Matthew Wills at JStor Daily rehashes the tale of Milman Parry, who (as many Hatters doubtless know) “used textual analysis, anthropology, and field work to show that pre-literate or semi-literate peoples could, in fact, recite long poems.” I hadn’t known, however, about his mysterious demise in 1935:

But Parry’s untimely death from a gunshot wound seems to have sparked all sorts of urban legends—or what you might call oral traditions. Parry, in fact, had carried a gun in the rough terrain of Yugoslavia and took the weapon with him on a family trip to California. It evidently went off by accident while he was unpacking. That “evidently” has been the basis of much rumor since.

Classics professor Steve Reece explores the shooting and the mythology about Parry that arose in subsequent years. He’s been described as a working-class hero/chicken farmer who ran up against Harvard snobbery and killed himself in despair when he wasn’t given tenure. He was compared to Alexander the Great (also dead at thirty-three); T. E. Lawrence, who died in a senseless road accident just months before Parry; and even to Ajax, who “killed himself out of anger and dismay over not receiving the armor of Achilles.” Reece goes to the documentation to meticulously deconstruct the Parry-myths in the context of the fluidity of oral traditions. Though saturated in corporate narratives and televisual plots, we evidently still make up songs about heroes.

Reese’s article is “The Myth of Milman Parry: Ajax or Elpenor?” (Oral Tradition, 33/1 [2019]:115-142), and it’s available free in its entirety. Thanks, Bathrobe!

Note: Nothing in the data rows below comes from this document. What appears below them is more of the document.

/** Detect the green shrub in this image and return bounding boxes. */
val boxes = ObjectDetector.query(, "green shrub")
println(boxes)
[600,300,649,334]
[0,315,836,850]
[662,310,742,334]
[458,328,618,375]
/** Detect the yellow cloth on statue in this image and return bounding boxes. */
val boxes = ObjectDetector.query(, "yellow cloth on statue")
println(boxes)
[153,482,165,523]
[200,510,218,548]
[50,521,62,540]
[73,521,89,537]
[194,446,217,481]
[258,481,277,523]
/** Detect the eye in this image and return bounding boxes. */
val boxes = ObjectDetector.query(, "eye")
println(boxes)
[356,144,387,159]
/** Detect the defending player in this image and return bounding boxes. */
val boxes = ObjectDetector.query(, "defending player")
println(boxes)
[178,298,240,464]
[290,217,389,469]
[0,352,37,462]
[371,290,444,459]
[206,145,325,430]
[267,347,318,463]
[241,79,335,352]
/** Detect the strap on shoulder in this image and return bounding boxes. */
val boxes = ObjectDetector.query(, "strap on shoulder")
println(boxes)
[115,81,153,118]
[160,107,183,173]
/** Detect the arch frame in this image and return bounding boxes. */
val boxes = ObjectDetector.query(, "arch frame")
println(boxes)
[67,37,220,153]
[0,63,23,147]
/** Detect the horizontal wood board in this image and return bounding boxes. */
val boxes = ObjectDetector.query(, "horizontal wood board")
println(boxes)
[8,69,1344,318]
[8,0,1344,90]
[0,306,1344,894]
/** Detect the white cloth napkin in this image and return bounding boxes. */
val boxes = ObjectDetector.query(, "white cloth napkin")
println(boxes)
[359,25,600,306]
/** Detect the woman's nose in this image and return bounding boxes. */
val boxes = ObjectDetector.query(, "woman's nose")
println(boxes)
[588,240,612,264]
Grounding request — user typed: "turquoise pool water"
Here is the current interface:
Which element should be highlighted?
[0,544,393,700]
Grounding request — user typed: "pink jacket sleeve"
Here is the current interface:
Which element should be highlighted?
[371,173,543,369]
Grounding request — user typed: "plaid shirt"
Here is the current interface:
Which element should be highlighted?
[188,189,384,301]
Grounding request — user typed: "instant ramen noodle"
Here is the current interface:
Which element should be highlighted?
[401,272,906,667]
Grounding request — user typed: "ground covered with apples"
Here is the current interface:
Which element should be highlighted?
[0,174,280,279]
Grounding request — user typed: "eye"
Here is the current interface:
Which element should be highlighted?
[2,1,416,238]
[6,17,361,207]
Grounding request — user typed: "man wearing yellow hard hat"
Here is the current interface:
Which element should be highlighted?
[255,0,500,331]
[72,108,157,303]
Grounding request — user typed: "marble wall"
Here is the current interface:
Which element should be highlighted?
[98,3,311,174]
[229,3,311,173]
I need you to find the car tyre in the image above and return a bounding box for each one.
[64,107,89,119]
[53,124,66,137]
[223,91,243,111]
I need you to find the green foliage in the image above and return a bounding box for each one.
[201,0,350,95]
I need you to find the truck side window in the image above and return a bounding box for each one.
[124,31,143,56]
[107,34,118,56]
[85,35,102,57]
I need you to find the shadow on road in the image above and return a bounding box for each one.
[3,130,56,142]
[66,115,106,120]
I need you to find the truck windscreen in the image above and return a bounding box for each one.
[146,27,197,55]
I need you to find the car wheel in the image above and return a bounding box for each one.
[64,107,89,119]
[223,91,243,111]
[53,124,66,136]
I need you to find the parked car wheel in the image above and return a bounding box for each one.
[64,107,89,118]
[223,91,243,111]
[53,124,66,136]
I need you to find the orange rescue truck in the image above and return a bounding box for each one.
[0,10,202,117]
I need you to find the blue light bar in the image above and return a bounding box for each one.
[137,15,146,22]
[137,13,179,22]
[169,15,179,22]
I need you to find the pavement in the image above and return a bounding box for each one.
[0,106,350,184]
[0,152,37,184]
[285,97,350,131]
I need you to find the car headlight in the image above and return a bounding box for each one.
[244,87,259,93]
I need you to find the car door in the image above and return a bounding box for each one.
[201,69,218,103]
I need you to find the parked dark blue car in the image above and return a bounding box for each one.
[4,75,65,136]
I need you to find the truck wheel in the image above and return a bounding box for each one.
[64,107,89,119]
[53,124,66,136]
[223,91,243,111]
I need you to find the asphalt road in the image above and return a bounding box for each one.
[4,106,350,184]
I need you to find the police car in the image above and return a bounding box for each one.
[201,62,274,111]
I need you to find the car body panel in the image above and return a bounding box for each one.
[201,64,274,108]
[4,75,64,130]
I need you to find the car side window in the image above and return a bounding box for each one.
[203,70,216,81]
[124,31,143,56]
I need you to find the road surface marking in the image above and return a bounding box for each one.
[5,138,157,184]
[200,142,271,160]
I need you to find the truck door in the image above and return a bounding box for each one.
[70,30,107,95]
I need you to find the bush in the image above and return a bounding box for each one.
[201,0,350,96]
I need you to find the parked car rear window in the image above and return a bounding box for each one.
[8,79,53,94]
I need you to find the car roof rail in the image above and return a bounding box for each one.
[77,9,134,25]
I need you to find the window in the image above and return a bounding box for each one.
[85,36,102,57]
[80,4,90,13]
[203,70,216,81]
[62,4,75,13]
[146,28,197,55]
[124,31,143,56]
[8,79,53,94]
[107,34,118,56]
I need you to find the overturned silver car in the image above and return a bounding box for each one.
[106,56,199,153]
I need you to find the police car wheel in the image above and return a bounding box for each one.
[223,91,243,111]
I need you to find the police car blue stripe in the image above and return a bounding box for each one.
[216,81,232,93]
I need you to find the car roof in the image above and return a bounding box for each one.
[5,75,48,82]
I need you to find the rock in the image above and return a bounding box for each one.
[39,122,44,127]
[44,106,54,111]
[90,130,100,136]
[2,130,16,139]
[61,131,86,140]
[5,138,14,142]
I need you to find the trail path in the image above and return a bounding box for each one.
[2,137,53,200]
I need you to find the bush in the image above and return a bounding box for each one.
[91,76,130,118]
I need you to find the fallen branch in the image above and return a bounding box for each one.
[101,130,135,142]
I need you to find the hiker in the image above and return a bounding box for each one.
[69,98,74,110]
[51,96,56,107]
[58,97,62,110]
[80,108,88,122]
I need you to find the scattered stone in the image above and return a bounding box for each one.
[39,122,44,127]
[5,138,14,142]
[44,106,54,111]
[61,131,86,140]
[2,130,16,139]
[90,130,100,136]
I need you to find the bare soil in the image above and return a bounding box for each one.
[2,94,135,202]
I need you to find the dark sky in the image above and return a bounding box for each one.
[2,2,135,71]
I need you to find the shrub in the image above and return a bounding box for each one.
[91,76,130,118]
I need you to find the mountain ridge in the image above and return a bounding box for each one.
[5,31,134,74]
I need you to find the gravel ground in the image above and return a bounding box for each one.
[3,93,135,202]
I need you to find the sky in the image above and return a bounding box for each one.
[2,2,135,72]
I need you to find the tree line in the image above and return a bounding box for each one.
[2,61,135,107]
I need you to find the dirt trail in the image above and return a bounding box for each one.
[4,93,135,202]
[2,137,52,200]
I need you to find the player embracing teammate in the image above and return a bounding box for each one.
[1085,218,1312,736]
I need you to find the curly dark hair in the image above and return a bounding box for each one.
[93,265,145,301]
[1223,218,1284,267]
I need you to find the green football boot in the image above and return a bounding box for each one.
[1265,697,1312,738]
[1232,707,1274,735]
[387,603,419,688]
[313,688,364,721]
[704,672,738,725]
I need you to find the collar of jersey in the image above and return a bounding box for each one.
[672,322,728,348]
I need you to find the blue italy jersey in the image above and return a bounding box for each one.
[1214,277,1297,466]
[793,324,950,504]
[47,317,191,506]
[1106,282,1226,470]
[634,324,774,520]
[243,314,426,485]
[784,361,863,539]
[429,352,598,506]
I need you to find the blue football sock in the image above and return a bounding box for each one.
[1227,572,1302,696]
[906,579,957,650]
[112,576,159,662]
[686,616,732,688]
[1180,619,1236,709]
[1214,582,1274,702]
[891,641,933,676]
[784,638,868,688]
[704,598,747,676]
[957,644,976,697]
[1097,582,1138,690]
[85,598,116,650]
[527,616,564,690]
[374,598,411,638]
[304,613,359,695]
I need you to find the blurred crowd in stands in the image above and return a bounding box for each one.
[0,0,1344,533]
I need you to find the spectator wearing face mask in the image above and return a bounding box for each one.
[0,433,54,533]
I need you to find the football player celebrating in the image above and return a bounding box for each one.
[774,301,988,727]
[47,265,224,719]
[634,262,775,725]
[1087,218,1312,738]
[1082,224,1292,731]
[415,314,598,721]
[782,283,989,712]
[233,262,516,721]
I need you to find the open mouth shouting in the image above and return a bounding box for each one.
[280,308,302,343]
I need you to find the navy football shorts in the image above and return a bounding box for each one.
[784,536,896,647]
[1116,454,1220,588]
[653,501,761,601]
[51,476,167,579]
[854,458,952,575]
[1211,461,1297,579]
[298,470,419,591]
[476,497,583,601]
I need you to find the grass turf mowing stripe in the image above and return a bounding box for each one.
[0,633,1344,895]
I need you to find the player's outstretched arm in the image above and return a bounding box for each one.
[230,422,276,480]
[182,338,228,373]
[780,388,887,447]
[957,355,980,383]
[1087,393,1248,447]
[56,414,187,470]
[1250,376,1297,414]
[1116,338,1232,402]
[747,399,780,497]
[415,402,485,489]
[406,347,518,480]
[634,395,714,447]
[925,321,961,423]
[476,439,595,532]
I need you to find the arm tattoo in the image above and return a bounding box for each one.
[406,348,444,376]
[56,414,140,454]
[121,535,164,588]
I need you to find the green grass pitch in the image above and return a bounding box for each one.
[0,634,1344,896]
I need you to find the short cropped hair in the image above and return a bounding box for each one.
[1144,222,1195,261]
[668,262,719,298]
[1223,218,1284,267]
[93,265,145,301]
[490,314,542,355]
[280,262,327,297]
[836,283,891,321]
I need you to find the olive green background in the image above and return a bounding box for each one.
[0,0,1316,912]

  1. Unfortunately it became a family tradition:
    his son Adam Parry and wife killed in crash

  2. David Marjanović says:

    Such attempts as Beye’s, however, did little to suppress the oral tradition. In 1993 there occurred a sustained and wide-ranging conversation on the University of Kentucky’s Classical Greek and Latin Discussion Group (Classics-L, an electronic “Listserv”) about the untimely and tragic deaths of scholars who worked in the field of Homeric Studies: Milman Parry, Adam Parry, Anne Amory Parry, Michael Ventris, Colin MacLeod. […]

    First, there appear in the informal conversation, as in any oral tradition, numerous factual errors: that Parry died in an auto accident (a conflation with his son Adam’s death);

  3. One man’s fake news are another man’s oral traditions.

  4. Totally irrelevant remark: Milman Parry sounds like a James Thurber character.

  5. David Eddyshaw says:
  6. ‘The Myth of Milman Parry’ inevitably drops a lot of names, including that of the professor who taught his three semesters of anthropology, A. L. Kroeber, father of Ursula K. LeGuin, coincidentally born st the time Parry was at Berkeley. We are told that anthropology at the time was unusual for a classics student. Given that both Parry and LeGuin were both unusual people, Kroeber must have been fascinating.